International | Apr 30 2015

By Greg Peel

The Fed did it. The Bank of England is still doing it. The Bank of Japan began a couple of years ago and the European Central Bank joined in this year. Quantitative easing – an expression known only to economics academics before 2009 and still to this day usually mispronounced by the mass media (“quantitive” easing).

Is the People’s Bank of China now doing it?

Well that’s the question being asked amongst the financial fraternity who are not economic academics. Aside from cutting its interest rate and its bank reserve requirement ratio (RRR), quite substantially, recently, Beijing has also moved to recapitalise the policy banks and offer debt swaps with the central bank to local governments. And wire reports suggest Beijing is contemplating allowing the central bank to buy commercial bank assets.

The opposite of “quantitative” in economics, to put things simply, is not “qualitative” but “price”. “Easing” is straight forward – it means allowing for more accommodative monetary policy. The standard easing tool of a central bank is to cut its lending rate, at which banks lend/borrow each day to balance their books, and represents the cost, or “price” of money. But a problem arises once you’ve cut your cash rate to zero.

Having cut its cash rate to zero in response to the GFC and finding it wasn’t enough, the Fed then decided in early 2009 to ease conditions further by expanding its balance sheet, which it did by purchasing government bonds and mortgage securities. The effect is an increased money supply, hence the euphemism “printing money”. The Fed added to the quantity of the money supply in order to encourage lending.

The PBoC’s cash rate is not zero. In China’s case the benchmark one year rate is currently 5.35% , hence far from zero. Thus there remains plenty of scope to implement further “conventional” easing measures.

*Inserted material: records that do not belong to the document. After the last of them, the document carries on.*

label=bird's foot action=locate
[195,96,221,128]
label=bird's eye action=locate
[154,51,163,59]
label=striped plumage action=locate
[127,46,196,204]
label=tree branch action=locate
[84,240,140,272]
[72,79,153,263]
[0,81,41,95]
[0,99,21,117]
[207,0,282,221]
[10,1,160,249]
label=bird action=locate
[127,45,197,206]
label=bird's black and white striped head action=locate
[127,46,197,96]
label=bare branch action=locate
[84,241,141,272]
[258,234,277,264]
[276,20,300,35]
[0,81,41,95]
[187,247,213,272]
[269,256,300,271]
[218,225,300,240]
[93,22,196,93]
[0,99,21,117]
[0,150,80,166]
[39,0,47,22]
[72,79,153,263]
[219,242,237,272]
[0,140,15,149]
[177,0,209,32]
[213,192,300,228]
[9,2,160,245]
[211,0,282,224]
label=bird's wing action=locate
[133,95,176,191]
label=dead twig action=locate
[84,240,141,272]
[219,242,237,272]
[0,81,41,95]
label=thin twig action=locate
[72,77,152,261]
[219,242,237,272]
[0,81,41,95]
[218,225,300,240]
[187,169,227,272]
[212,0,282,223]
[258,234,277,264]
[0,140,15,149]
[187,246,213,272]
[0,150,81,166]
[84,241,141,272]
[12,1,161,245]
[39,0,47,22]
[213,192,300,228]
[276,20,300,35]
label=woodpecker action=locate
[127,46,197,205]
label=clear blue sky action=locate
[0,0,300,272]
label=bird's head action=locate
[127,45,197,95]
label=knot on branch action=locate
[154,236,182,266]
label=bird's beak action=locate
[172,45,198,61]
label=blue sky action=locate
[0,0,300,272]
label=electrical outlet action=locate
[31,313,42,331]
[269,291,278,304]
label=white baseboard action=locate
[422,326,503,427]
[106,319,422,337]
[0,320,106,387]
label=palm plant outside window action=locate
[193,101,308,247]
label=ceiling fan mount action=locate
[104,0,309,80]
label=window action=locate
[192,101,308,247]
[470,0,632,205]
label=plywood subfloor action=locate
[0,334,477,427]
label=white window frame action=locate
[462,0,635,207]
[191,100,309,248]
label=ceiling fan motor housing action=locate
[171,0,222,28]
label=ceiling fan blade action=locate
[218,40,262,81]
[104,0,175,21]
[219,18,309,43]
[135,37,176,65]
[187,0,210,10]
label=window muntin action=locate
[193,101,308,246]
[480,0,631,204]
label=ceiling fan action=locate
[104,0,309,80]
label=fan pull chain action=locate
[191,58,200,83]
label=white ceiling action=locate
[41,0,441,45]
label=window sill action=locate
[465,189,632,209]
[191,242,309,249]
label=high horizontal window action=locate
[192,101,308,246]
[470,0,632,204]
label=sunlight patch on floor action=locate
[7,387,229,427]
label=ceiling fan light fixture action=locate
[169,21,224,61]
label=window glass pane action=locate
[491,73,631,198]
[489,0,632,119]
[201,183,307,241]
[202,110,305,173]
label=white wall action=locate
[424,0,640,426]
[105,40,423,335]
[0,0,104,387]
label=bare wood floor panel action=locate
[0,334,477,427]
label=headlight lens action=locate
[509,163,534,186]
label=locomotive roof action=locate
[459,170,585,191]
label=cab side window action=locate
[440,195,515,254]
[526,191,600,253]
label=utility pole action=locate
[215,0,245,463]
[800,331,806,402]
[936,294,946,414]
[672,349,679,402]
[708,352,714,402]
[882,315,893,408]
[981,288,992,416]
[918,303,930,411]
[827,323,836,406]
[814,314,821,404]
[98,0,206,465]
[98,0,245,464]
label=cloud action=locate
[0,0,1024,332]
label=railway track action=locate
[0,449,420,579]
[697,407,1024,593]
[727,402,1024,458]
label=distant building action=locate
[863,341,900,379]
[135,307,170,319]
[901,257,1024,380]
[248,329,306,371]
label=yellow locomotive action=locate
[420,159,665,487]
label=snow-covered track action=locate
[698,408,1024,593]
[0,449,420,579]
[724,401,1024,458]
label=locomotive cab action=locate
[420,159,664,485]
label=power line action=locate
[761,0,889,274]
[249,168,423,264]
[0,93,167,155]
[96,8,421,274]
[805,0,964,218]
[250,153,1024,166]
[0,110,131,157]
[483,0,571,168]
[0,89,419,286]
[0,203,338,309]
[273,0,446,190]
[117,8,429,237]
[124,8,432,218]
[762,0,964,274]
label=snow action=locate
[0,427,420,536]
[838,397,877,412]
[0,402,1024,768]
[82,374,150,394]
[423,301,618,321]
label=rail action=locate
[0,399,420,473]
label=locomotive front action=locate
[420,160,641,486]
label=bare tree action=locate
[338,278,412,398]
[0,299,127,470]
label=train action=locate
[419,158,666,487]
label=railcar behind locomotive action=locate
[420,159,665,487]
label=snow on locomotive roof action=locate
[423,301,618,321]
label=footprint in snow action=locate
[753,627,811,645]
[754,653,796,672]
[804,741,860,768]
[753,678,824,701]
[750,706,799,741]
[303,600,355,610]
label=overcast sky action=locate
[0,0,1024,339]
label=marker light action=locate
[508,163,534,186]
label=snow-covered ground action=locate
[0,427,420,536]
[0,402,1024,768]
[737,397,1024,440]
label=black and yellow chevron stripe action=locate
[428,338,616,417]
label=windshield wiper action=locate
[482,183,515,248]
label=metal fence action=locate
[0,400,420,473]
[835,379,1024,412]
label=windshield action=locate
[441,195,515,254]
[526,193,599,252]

But interest rate cuts are a very blunt tool. In Australia, the Reserve Bank has had to balance the economy-wide benefits of lower interest rates with the resultant property bubble, which is why the RBA has to focus on restricting mortgage lending individually. China’s initial stimulus package of late 2008 led the country into its own property bubble which Beijing then spent years trying to carefully deflate, without compromising GDP growth.

The bubble has deflated but Chinese growth has slowed, so aside from the odd interest rate cut, Beijing has implemented policy measures which target specific areas of the economy, such as housing and infrastructure, while using counter-measures to force out excess capacity in, for example, mining and metal processing. Clamp-downs on pollution, corruption and shadow banking have hurt the Chinese economy but will benefit the country in the longer term.

The corruption clamp-down has particularly hit heavily borrowed local governments. Allowing LGs to swap out their debt with the PBoC will alleviate LG stasis and get the economy moving again at the local level. China’s commercial banks are sitting on numbers of non-performing loans. Were the PBoC to buy assets from the banks, funds would be freed up to lend to the real economy.

As Citi puts it, “Supply-side policies appear more geared towards promoting investment in more “productive" areas (e.g. SMEs, innovation industries, urban infrastructure)”. Tackling debt in specific sectors clears the way for more infrastructure investment, suggests Morgan Stanley, especially that by the central government.

So is it QE?

The answer is yes and no. It’s definitely easing – no argument there – but “quantitative”? None of the above-mentioned policies actually expand the central bank balance sheet (quantity) other than a PBoC purchase of commercial bank assets, if indeed that policy is to be implemented. Other measures are “unconventional”, in the sense they don’t simply involve rate cuts, but given China’s interest rate is not zero, they are not strictly “QE” measures such as undertaken previously by the Fed and BoE and more recently by the BoJ and ECB.

Morgan Stanley sums it all up by suggesting that yes, it is quantitative, and yes, it is easing, but it’s not QE.

So now we can all get some sleep.

Westpac’s China analysts can argue economic semantics all day but are not particularly interested in labels. Westpac’s summation of Beijing’s convoluted basket of stimulus measures is simply “this style of policy can assist on every front”.